Gute Güte! Sie sind also auch ohne zu grosse Weitschweifigkeit erzählt, kann man gar nicht bei 20 Seiten pro Story im Taschenbuch.
Aber es wird noch besser:
Als narratives Tempus wird das Präsens instrumentalisiert, auch bei den in einem mediavistischen Ambiente elaborierten Teilen, die mit den anderen alternieren.
Da dreht sich einem das Hirn, aber eigentlich heisst es nur: Alles wird im Präsens erzählt, auch die Stories, die im Mittelalter spielen, das ist jeweils die zweite Geschichte.

Warum können Wissenschaftler sich nicht normal ausdrücken? 
Warum kann man einen Sachverhalt nicht mit deutschen Worten beschreiben? 
Warum muss alles so dermassen kompliziert formuliert sein, dass es auch gebildeten Menschen das Hirn wegbläst?
Wir sehen es oben: Weil dann die ganze Banalität des Gesagten herauskäme.
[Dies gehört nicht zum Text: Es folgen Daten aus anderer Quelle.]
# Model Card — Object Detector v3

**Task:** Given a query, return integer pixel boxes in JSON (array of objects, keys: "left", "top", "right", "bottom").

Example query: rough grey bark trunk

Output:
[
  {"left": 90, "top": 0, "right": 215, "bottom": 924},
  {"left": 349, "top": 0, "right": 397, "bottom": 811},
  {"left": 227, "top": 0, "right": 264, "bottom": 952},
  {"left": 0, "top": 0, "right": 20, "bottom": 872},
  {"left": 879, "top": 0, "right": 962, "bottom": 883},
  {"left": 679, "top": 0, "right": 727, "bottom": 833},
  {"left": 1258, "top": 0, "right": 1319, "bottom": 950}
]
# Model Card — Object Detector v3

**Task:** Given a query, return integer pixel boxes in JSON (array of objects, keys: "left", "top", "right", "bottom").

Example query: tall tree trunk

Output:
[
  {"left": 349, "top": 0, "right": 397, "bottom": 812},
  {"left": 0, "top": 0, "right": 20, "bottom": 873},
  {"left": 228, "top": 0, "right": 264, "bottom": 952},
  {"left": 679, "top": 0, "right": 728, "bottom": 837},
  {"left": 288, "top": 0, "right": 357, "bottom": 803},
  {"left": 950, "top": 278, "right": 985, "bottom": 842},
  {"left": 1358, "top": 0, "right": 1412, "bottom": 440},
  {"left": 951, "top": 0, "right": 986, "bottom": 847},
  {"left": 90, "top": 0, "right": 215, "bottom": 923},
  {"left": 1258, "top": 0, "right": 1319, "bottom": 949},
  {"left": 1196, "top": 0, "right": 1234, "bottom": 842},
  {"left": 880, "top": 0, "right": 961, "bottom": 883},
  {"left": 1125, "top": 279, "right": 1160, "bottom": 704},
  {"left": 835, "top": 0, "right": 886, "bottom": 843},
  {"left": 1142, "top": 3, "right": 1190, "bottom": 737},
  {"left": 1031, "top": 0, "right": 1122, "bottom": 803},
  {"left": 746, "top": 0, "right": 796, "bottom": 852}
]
Weil man dann merken würde, dass der werte Herr Bleulich eben von den Hintergründen nichts gerafft hat. Spannend wäre doch die Frage, wie die Buddhistin Dörrie ein Jesus-Erlebnis im 16. Jahrhundert schildert.
Aber ist nicht nur eine Verschleierung des Banalen, die die Doktoranden, Habilitanden, die die Professoren und Magnifizenzen antreibt, alles mit 1000 Fremdwörtern zu sagen, es ist auch das klare Signal: Jetzt haben wir uns einer Sache ermächtigt, wir haben sie wissenschaftlich formuliert und damit der Allgemeinheit entzogen.
Finger weg, Otto Normalverbraucher!
Das ist nun keine Wolke mehr, das ist eine Cumulocirronimbonivostratus
Finger weg, Otto Normalverbraucher!
Das ist nun kein Silberfischchen mehr, das ist ein Pescus Argentus Domenicus Communus.
Das Fachchinesisch zieht einen Zaun um das zu Bearbeitende, damit nicht irgendwelche Laien hineinlatschen und sagen: „Also die Dörrie, die is ja so mit Östlichen Religionen und so, aber die macht sich nich lustig über die Christen, da ist sogar so Ähnlichkeit und so.“ Was 134-mal mehr aussagen würde als das Geschwafel von Bleulich.

Als Gymnasiasten machten wir folgenden Witz: Die voluminöse Expansion subterraler Knollengewächse ist reziprok proportional zum Intelligenzquotienten des Agrarökonomen. (Die dümmsten Bauern ernten die dicksten Kartoffeln.)
Wir hätten nicht gedacht, dass an der Uni solche Spässe Wahrheit würden.
Denn Dr. Hubert Bleulich, der bald einen Lehrstuhl für Deutsche Literatur des 20.und 21. Jahrhunderts in Wuppertal-Oberbarmen übernimmt, ist nicht einmal der Schlimmste.